Шрифт:
Папа снова оторвался от газеты. На этот раз он не улыбался, наоборот, брови его были сердито нахмурены.
— Извини, мама, но я снова вынужден напомнить тебе мою просьбу, — жестко сказал он, — оставь свое ангеловедение при себе и не морочь детям головы, да еще за три дня до экзаменов. К тому же ты оперируешь фактами, в которых мало компетентна. Опять ты попала впросак со своей княгиней Ольгой, которая, как и ее коллега император Константин, тоже была довольно антиморальной особой. Слухи о «святости» ее жизни сильно преувеличены, более того, выдуманы. Знаешь, как она, княгиня твоя, поступила с жителями славянского города Коростеня? Осадила город, потребовала с каждого двора по паре голубей, привязала к хвостам птиц соломы, подожгла и выпустила. Город Коростень сгорел дотла! Со всеми жителями, включая маленьких детей. А ты эту напалмовую даму за образец кротости и ангельского смирения выдаешь. Ольга! А ну марш в свою комнату заниматься. Да и тебе, Константин, пора мыть ноги да в постель. Спокойной ночи!

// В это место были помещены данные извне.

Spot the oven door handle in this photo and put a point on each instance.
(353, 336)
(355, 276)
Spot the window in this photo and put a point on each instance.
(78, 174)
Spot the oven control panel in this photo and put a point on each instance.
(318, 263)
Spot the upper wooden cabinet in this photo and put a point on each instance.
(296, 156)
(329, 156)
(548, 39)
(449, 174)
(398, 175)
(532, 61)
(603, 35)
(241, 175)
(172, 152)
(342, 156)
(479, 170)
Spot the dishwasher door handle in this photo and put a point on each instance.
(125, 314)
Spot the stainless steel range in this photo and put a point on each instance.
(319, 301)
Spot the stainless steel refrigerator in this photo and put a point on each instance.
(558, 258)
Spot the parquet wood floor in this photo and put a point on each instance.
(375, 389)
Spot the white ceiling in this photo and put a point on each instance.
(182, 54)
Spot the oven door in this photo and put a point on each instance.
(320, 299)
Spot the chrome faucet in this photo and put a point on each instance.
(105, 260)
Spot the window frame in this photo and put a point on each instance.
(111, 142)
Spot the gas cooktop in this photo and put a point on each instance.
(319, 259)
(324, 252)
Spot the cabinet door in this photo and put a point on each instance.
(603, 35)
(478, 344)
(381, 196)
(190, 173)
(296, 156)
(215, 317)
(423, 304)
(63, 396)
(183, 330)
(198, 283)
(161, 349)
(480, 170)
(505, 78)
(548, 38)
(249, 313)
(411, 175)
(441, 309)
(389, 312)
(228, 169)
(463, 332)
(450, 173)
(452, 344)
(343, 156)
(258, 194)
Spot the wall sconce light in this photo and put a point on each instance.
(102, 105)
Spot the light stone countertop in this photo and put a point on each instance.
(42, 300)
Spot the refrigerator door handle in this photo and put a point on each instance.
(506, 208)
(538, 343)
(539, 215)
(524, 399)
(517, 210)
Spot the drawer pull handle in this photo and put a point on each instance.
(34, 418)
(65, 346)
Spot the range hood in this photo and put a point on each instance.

Увы и ах! Ночь моя была очень неспокойная. Я все ворочался во сне, сбивая рогаткой горящих голубей, вьющихся над крышами Коростеня, как американские вертолеты над крышами Вьетнама, прятался от разыскивающих меня ищеек императора Константина.
Вот почему я с того вечера очень недоверчиво отношусь к «святости» не только моего, но и вообще всех ангелов на свете.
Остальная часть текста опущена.